„Ich habe mich geschämt“

David (20) verkauft seit vier Monaten Hinz&Kunzt, meistens in der Nähe des Hauptbahnhofs.

(aus Hinz&Kunzt 214/Dezember 2010)

davidWenigstens muss David jetzt nicht mehr draußen schlafen. Seit Anfang November lebt der 20-Jährige in einem Wohn­container in Wilhelmsburg. Solche Container dienen im Winter als Notschlaf­plätze für Obdachlose. „In Wilhelmsburg ist es sehr nett“, sagt David mit seiner leisen Stimme. „Und im Container habe ich auch meine Ruhe.“
Dass der schüchterne, ordentlich gekleidete David auf der Straße gelandet ist, liegt an einer unglücklichen Liebesgeschichte.

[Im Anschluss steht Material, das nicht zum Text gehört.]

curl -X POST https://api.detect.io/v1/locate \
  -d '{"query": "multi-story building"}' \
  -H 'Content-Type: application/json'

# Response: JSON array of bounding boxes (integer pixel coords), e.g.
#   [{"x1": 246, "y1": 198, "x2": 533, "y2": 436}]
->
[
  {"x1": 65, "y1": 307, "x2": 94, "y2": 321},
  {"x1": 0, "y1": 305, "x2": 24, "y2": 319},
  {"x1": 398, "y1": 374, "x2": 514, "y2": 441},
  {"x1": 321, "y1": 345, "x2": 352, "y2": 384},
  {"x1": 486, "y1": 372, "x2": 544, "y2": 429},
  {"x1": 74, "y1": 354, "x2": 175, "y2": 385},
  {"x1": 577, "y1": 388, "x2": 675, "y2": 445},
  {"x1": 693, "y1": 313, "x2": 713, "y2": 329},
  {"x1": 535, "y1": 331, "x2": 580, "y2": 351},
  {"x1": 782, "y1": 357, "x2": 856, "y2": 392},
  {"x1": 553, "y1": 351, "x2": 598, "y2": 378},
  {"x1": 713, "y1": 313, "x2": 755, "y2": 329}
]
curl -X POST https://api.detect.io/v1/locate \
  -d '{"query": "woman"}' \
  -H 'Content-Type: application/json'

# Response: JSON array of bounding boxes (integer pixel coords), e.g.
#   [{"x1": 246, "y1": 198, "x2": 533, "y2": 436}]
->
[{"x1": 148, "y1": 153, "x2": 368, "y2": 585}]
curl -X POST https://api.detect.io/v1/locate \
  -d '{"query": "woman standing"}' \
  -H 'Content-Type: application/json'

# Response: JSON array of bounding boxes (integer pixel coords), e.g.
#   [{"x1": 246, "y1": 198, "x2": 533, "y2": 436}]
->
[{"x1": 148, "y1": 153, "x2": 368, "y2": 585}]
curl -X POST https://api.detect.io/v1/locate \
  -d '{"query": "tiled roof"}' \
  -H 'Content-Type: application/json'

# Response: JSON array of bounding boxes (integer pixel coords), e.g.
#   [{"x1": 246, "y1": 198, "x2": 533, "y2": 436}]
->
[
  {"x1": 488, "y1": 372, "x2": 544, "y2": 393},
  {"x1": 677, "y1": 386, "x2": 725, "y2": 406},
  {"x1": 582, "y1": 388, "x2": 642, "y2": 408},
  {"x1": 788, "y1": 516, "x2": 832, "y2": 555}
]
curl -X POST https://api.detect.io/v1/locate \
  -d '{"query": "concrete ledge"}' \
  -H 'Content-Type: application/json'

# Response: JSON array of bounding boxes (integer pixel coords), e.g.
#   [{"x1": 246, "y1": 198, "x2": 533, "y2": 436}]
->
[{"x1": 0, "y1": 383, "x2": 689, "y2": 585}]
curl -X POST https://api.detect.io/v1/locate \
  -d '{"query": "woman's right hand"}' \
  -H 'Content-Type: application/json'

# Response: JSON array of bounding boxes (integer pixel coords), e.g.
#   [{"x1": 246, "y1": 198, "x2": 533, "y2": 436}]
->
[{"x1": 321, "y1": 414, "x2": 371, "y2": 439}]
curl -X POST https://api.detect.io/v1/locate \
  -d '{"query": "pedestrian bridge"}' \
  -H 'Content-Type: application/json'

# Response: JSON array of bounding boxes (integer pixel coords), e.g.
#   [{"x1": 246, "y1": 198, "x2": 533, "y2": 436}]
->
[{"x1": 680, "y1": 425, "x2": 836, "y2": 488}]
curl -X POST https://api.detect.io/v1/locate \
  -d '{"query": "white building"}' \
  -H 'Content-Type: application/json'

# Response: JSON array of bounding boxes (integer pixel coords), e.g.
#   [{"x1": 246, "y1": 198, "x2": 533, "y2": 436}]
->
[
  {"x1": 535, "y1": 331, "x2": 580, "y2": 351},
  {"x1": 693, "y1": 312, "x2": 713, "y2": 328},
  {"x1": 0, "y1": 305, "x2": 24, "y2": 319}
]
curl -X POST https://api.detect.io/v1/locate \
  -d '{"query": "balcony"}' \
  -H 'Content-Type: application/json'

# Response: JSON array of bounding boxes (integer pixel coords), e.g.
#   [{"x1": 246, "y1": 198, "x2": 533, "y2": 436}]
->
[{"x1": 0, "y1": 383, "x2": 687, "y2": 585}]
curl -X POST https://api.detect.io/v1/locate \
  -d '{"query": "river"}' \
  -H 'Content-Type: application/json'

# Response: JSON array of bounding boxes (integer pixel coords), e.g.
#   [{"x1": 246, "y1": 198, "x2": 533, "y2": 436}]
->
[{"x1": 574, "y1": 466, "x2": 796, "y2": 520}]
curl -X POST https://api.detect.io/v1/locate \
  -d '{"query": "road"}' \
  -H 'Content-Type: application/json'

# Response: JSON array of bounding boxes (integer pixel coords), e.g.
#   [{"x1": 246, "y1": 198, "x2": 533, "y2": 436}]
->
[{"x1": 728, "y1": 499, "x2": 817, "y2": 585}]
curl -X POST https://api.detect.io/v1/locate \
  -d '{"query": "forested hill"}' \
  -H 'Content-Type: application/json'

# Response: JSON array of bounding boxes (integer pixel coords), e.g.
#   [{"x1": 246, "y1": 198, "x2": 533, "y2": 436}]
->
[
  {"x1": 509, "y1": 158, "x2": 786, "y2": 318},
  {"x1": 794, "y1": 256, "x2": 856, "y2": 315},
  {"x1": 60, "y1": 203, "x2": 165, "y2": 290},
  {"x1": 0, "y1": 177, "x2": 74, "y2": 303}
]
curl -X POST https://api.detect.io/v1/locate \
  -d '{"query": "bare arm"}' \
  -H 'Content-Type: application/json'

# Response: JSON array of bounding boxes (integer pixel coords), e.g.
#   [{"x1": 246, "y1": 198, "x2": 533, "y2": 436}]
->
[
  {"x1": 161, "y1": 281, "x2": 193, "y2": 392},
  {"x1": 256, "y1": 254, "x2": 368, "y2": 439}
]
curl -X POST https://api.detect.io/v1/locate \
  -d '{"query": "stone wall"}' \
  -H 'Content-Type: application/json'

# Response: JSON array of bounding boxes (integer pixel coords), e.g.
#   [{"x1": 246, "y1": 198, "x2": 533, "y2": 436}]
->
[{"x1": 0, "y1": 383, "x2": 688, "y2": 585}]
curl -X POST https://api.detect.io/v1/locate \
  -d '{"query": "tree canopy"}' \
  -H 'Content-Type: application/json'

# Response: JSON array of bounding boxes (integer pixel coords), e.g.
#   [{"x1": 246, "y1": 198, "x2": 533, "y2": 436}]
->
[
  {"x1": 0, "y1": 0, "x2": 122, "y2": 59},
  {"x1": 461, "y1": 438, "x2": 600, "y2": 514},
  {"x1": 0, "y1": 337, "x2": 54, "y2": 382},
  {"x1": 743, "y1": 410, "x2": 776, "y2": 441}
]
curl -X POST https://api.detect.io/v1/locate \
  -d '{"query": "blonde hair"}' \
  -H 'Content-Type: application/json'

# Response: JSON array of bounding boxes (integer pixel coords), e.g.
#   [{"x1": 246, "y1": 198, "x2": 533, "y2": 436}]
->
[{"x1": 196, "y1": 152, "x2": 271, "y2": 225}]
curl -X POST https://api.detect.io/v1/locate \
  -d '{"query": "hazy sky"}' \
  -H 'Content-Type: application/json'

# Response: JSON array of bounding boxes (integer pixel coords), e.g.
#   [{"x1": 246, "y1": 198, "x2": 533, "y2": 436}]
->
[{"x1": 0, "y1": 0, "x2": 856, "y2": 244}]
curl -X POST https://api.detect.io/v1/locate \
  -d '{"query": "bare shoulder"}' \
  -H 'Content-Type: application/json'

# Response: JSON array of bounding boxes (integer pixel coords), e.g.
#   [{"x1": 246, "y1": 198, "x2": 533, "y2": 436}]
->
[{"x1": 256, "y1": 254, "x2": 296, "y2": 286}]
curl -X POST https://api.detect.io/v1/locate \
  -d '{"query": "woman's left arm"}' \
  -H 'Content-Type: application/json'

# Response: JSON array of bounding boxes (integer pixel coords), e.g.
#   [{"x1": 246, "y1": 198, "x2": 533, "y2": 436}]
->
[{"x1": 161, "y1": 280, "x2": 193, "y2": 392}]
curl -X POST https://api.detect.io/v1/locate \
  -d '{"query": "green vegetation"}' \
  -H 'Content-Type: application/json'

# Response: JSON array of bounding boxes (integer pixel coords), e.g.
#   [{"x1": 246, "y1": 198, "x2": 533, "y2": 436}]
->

Im September vergangenen Jahres – er macht gerade in der Nähe von Stuttgart eine Ausbildung zum Textilreiniger – lernt David über das Internet die Kellnerin Nadine kennen. Sie lebt in Hamburg und ist zehn Jahre älter als er. Die beiden schicken sich E-Mails, im Dezember besucht David sie das erste Mal in Altona. Dann ist er sicher: Nadine ist seine große Liebe. Sofort will er nach Hamburg ziehen und seine Ausbildung dort beenden. Sein Chef und seine Eltern raten ihm davon ab, aber David hört nicht hin: Er ist sicher, das Richtige zu tun. Im Januar zieht er zu Nadine. Weil er keinen Ausbildungsplatz findet, jobbt er zunächst in einer Zeitarbeitsfirma als Lagerarbeiter.
Ende Februar erfährt Nadine, dass sie schwanger ist. David ist überglücklich: „Ich wollte eine Familie gründen, nur noch für sie und das Kind da sein.“ Aber Nadine wird alles zu viel. Sie sagt David, dass sie Platz für sich braucht und er sich eine eigene Wohnung suchen soll. David sieht sich fast 20 Wohnungen an. „Mit meinem kleinen Lohn hatte ich keine Chance“, sagt er. Im Juli setzt Nadine ihn vor die Tür. Für David bricht eine Welt zusammen: „Ich finde es unvorstellbar, nur ein Wochenend-Papa zu sein.“ Obdachlos irrt er durch die Stadt und macht in der Nähe des Hauptbahnhofs Platte. Als er im August zu Hinz&Kunzt kommt, nimmt er das erste Mal Hilfe an. „Ich habe mich geschämt“, sagt er. Deshalb hat er bis heute keinen Kontakt zu seiner Familie.
Jetzt, wo er ein Dach über dem Kopf hat, will David sein Leben neu beginnen. Vor Kurzem hat er Nadine wiedergetroffen, sie hat ihm Ultraschallfotos von ihrer Tochter gezeigt. „Sie hat meine Nase“, sagt David stolz. Obwohl er nicht weiß, ob sein Kind schon geboren wurde, hofft er immer noch auf eine Versöhnung mit Nadine. „Sie und das Kind sind mir wichtiger als ich selbst“, sagt er. „Mir würde es gut gehen, wenn ich wüsste, dass es ihnen gut geht.“

Hinz&Kunzt: Was hast du diese Woche Besonderes erlebt?
David: Ich habe Geld gespart und mir ein Radio für meinen Wohncontainer gekauft. Jetzt kann ich dort endlich auch Musik hören.

H&K:
Was hast du im Moment in der Hosentasche?
David: Ein Feuerzeug und mein Mundspray. Das benutze ich nach dem Rauchen. Viele Kunden mögen es gar nicht, wenn man nach Rauch riecht.

H&K: Wenn du einen Wunsch frei hättest, was würdest du dir wünschen?
David: Dass ich wieder mit meiner Ex-Freundin zusammen bin und mich um sie und unser Kind kümmern kann. Das wünsche ich mir mehr als alles andere.